Hari Ahad, 25 Agustus 2013, untuk kali kedua aku
memasukkan anakku ke ruang opname. Bedanya kalau yang kemarin adalah Yana yang
masuk Puskesmas karena muntaber, kalau sekarang Yani yang harus aku bawa ke
rumah sakit karena sebagian dadanya tersiram air panas dan sebagian besar
wajahnya hanya kecipratan saja. Melihat dadanya yang penuh dengan luka kulit
berair dan wajahnya yang menghitam serta melihat istriku yang hanya bisa
menangis maka aku segera memutuskan untuk opname saja.
Pengalaman yang lalu, ketika Yana opname,
menjadikan aku tidak terlalu khawatir dengan keuangan yang dipakai untuk biaya
berobat, karena aku dan istriku yakin Allah SWT akan mengganti semuanya pas
dengan besarnya biaya yang kubutuhkan. Maka ketika aku memutuskan memasukkan Yani
ke rumah sakit, aku tidak terlalu khawatir akan dibayar apa anakku nanti,
padahal asal Anda tahu dalam dompet hanya ada uang seratus ribu kurang sedikit,
sedangkan istriku hanya membawa dompetnya saja tanpa ada isinya.
Makanya dengan pedenya aku memutuskan untuk opname
meskipun perawat membolehkan Yani pulang setelah luka-lukanya diperban. Tapi aku
tetap ngotot untuk opname. Maka jadilah hari Ahad pagi itu menjadi hari pertama
Yani menjadi pasien Rumah Sakit Islam Hasanah Mojokerto.

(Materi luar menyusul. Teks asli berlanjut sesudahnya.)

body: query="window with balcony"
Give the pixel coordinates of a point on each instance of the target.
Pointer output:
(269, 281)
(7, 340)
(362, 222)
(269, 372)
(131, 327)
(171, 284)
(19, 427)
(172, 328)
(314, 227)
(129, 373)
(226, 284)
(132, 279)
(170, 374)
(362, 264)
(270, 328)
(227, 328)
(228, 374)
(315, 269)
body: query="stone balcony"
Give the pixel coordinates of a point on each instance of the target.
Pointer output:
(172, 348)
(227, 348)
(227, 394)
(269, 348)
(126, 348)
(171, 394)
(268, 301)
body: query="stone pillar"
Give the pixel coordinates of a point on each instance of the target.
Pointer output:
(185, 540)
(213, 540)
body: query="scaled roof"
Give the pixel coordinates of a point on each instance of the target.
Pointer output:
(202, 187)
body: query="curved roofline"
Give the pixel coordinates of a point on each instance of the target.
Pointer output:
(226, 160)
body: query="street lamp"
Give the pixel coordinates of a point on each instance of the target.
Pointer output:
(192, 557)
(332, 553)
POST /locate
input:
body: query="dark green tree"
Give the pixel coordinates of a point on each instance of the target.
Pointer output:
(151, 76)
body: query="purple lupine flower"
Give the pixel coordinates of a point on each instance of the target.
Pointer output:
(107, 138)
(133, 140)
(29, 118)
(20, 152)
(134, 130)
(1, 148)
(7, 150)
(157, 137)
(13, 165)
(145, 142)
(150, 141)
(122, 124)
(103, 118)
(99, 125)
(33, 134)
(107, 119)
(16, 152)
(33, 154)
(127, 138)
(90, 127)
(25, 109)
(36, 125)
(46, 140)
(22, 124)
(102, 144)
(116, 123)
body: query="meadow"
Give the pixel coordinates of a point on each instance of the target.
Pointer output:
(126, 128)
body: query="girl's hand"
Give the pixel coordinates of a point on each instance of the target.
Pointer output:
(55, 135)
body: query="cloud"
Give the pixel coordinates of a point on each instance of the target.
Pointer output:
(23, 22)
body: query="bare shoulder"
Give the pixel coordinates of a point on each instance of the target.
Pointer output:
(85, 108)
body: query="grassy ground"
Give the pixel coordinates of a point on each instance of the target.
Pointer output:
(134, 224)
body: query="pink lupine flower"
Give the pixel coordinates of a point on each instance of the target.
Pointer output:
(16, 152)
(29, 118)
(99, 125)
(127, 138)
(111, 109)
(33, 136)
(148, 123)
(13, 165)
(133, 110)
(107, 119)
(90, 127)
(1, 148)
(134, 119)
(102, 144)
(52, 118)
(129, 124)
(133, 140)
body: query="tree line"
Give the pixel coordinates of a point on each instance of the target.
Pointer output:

Banyak hikmah yang aku bisa petik dengan merawat
anak yang sakit apalagi opname. Antara khawatir, takut, sedih berbaur jadi
satu. Aku dan istriku tidak pernah mengatakan apa-apa tapi aku yakin istriku
merasakan apa yang ada dalam hatiku, begitupun aku, secara sadar menangkap
garis kepedihan dan kesedihan yang tergurat di wajah istriku.
Hikmah Pertama: Berharap Pada Makhluk Akan
Mengecewakan.
Hari itu juga, Kakak sulungku mengunjungiku bersama Kakak ipar nomor lima. Kalau Kakak sulung memang sudah biasa kami bertemu, tapi
kalau Kakak ipar adalah hal yang luar biasa karena dia tidak mungkin bertemu
setiap hari denganku sebab rumahnya yang sangat jauh, Papua (Sorong)!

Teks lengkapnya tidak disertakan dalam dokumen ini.